A: Mumps is confirmed by detecting mumps IgM antibody in serum samples collected as soon as possible after symptom onset. A positive IgM test result indicates current or very recent infection or reinfection. A positive IgM test result may also be observed following mumps vaccination.
Q: Why is it difficult to demonstrate a rise in titer (seroconversion) from persons with a history of vaccination?
A: Collection of acute and convalescent phase serum samples to demonstrate a 4-fold increase in IgG titer is not recommended. In vaccinated persons, the titer of existing IgG will begin to rise soon after exposure and infection. At the time of symptom onset and collection of the acute-phase serum sample, IgG may already be elevated to such high levels that detection of a 4-fold rise in titer expected when comparing acute- and convalescent-phase serum samples is not possible. Therefore, paired serum samples from vaccinated persons, even if appropriately timed may not show a rise in IgG titer.

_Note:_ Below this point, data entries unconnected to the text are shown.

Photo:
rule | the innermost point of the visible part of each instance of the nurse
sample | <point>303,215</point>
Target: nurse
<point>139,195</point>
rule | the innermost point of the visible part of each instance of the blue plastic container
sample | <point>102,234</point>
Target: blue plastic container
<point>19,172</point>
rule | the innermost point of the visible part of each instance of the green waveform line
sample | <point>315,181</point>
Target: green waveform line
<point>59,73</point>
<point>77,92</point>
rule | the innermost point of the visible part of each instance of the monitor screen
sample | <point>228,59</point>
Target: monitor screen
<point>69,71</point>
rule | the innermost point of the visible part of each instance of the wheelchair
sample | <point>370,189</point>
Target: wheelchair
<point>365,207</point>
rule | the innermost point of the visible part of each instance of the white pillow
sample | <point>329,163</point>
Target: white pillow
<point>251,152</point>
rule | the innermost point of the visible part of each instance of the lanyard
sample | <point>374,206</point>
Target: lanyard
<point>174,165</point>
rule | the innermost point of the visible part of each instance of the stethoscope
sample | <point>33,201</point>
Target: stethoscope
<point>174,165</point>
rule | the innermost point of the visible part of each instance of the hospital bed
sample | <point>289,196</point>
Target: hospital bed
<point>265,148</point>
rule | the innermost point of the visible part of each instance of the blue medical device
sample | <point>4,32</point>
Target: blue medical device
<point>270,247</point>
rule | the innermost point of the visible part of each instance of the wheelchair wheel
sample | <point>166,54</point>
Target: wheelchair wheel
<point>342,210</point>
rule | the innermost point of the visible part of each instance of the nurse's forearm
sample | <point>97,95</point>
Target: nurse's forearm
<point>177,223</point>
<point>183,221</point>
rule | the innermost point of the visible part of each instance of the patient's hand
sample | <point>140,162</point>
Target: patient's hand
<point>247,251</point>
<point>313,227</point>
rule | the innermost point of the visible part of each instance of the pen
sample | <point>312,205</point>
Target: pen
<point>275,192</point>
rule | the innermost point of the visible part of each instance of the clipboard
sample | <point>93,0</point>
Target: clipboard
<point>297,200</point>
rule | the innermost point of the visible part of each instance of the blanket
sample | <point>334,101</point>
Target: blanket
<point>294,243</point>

Q: What is the experience at CDC with paired serum samples from previously vaccinated persons with mumps?
A: A 4-fold rise in IgG titer is rarely demonstrated between paired serum samples from persons who have received one or two doses of MMR vaccine. In our experience using a plaque neutralization assay, we have only detected a 4-fold rise in neutralizing antibody titer between paired samples in persons who were also IgM positive.